Kinross Scotland 

Kinross

The majority of visitors that come to Scotland will pass through Kinross. The main road into Scotland is the M90 and the services that were built at Kinross are the first ones that you encounter once you cross the Forth Bridge. It is a natural stopping point on your way north. At one point aside from a service station there was also a campsite here where road weary travellers could rest for the night. The services and the communications outpost shaped like a golf ball are the most recent developments to arrive at this historic town, as the town of Kinross itself dates back a clear fifteen hundred years. Though an old town it is still very much a hive of activity and the narrow streets are filled with people watched over by the historic buildings that make up the town.

Photo by B4bees
Photo by B4bees

Kinross History

The name of the town translates as ‘Head of the Point’, which is a reference to the place that the old church in the original town was sited, where it stood strong and proud overlooking the waters of Loch Leven. Though there is no longer a church on this site anymore there is still a cemetery which is positioned at the end of an expanse of parkland that runs along the side of the Loch.
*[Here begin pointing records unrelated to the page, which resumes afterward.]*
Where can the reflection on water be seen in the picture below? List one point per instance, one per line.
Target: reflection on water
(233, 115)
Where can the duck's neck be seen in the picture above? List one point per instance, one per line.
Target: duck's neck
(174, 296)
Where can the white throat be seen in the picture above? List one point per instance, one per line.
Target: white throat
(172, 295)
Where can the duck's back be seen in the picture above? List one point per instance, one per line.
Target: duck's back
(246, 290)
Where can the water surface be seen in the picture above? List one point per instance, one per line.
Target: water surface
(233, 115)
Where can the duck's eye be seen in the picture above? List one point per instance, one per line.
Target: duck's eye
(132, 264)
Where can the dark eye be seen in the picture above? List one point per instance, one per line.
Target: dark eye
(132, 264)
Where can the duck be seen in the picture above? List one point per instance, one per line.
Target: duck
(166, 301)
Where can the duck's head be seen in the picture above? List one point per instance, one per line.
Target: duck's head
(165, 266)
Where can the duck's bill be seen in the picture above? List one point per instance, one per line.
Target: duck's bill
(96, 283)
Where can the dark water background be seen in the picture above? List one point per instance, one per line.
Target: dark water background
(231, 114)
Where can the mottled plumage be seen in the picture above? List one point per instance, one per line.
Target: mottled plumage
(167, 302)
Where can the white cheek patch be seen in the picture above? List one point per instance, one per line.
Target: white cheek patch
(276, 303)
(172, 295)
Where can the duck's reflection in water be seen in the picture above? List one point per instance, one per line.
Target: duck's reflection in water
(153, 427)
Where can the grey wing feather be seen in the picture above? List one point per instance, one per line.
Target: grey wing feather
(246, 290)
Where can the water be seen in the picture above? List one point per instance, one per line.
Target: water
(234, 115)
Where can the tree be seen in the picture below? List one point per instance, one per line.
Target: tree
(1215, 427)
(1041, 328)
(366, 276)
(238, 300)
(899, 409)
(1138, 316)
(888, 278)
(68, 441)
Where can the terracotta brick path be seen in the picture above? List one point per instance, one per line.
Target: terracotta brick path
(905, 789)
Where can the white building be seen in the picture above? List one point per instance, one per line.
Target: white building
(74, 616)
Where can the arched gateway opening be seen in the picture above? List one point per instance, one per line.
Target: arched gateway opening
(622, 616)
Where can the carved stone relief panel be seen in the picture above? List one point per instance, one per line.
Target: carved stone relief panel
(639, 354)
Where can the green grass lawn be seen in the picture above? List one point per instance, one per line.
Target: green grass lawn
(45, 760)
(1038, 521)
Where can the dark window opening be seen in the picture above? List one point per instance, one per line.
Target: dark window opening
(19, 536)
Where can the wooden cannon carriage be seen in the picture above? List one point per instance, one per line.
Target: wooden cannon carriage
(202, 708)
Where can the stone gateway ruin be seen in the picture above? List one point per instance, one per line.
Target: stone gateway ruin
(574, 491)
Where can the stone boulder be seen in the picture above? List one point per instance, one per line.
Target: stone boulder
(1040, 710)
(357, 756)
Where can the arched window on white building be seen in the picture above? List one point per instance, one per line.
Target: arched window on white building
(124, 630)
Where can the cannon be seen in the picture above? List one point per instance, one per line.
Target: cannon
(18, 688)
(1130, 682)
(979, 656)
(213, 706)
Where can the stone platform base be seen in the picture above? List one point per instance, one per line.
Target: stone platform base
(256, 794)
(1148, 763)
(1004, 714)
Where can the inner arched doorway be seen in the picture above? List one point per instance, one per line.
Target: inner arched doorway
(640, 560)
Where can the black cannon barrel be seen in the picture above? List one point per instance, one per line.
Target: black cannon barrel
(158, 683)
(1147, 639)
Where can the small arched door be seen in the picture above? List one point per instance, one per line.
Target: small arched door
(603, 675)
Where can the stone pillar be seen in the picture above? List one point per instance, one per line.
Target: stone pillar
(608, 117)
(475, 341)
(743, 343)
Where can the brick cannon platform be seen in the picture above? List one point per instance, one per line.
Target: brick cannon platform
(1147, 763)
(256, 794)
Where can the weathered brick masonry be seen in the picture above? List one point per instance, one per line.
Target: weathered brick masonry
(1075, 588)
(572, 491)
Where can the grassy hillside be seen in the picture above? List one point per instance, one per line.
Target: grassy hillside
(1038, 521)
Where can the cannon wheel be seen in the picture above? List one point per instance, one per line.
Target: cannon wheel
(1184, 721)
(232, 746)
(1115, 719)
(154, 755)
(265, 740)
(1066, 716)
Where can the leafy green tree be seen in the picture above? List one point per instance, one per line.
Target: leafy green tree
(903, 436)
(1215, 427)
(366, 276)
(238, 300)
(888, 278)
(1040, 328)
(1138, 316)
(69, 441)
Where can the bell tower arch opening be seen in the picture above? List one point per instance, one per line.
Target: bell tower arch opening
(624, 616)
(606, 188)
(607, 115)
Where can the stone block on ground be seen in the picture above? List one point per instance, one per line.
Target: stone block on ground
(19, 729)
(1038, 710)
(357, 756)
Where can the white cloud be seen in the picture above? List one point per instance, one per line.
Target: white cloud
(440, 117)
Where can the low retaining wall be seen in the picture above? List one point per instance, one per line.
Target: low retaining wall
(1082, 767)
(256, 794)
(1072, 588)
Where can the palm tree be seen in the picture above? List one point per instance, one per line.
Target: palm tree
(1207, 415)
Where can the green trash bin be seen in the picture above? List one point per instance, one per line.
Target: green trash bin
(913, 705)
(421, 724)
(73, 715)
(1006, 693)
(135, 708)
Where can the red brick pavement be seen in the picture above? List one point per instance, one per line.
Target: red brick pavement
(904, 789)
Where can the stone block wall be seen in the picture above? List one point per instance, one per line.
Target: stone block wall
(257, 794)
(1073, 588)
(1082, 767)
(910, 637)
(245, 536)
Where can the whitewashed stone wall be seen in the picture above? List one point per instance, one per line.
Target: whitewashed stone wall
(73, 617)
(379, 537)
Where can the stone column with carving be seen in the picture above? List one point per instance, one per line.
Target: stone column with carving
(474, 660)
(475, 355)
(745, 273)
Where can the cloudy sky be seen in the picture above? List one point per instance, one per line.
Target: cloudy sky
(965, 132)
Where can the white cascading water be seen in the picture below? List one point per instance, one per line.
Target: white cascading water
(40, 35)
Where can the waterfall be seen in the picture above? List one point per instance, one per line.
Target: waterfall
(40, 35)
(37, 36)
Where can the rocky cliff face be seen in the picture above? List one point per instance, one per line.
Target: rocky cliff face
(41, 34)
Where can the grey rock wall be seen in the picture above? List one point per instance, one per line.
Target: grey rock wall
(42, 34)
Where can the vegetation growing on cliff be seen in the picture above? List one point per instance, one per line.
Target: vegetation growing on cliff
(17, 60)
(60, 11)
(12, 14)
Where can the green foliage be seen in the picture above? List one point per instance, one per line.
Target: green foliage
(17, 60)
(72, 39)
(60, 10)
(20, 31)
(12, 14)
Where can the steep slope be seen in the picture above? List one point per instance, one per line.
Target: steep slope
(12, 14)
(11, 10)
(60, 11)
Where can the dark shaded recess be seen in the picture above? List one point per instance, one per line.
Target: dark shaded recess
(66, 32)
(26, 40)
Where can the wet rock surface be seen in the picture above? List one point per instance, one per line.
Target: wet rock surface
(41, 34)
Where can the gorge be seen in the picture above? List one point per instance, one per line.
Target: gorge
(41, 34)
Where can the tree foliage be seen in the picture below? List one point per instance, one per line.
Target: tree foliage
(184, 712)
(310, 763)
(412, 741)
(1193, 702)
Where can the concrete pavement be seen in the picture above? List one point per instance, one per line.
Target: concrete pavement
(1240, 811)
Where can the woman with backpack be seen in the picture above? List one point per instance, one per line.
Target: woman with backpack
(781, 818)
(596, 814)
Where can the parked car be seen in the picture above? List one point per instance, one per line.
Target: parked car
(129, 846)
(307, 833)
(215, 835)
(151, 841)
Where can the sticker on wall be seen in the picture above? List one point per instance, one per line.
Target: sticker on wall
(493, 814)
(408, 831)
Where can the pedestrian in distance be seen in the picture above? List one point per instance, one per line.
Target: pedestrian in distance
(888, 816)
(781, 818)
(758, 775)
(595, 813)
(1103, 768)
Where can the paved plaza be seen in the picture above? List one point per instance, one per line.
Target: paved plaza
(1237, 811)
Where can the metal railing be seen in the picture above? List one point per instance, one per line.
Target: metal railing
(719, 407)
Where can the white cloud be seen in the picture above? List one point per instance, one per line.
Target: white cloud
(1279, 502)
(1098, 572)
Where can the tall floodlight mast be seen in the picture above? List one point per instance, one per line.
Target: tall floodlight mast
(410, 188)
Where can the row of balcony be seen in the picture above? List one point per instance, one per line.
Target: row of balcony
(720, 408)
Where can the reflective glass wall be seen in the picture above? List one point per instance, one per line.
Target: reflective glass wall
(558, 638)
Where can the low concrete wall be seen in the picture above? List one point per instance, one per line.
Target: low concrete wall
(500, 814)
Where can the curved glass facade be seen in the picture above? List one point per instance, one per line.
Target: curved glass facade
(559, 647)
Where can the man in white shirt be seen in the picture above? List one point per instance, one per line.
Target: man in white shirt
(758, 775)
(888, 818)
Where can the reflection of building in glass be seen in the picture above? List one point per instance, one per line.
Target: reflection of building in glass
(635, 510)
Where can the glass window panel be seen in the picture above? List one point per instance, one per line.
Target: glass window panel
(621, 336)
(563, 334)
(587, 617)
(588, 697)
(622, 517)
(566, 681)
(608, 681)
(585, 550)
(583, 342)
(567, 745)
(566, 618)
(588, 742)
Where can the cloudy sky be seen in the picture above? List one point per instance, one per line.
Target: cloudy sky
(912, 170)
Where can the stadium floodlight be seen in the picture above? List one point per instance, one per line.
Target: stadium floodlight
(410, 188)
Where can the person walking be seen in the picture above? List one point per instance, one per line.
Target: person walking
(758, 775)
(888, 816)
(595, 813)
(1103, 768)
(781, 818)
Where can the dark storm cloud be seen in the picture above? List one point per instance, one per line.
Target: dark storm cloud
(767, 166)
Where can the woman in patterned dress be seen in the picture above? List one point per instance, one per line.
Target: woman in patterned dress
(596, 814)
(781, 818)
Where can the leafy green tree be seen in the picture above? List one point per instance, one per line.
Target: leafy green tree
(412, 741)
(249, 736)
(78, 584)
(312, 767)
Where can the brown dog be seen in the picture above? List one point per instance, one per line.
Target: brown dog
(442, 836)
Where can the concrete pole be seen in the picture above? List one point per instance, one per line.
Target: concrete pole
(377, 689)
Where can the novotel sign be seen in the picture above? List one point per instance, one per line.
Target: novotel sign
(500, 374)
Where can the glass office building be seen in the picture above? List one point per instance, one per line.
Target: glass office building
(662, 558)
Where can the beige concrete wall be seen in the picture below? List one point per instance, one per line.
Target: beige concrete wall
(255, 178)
The town owes its existence to the Loch and the islands that it contains.

Castle Island is the location of Lochleven Castle, the place where Mary Queen of Scots was once held prisoner, however she escaped her prison in the May of 1568. Even before Lochleven Castle stood on the site the Picts under the leadership of King Dongart had positioned a fortress here, back in 490AD. The ruins that remain on the site today are testament to the value of this island as a major defensive location. With ruins from different ages littering the island. The town developed as a stopping off point for travellers heading to the north. Industry boomed here throughout the 1700’s and the place is still well known as being one of the best places in the world for spinning cashmere.

Places to Visit

Castle Island of course is a place to see, with millennia of history it can be extremely atmospheric. The town grew to support life at the different castle that have inhabited the island. Once established as a prosperous town the impressive Kinross House was built complete with beautiful landscaped gardens and open parklands. The house was constructed in 1690 and is well worth visiting. The building of the house and the designing of the lands around it resulted in part of the town having to relocate, and new areas of growth developing.

The Loch offers all kinds of water based activities to visitors and there are plenty of choices when it comes to entertainment from picnics by the Loch to curling on the town’s ice rink. Kinross is more than just a stopping off point, it has something for everyone who travels across the impressive Forth Bridge.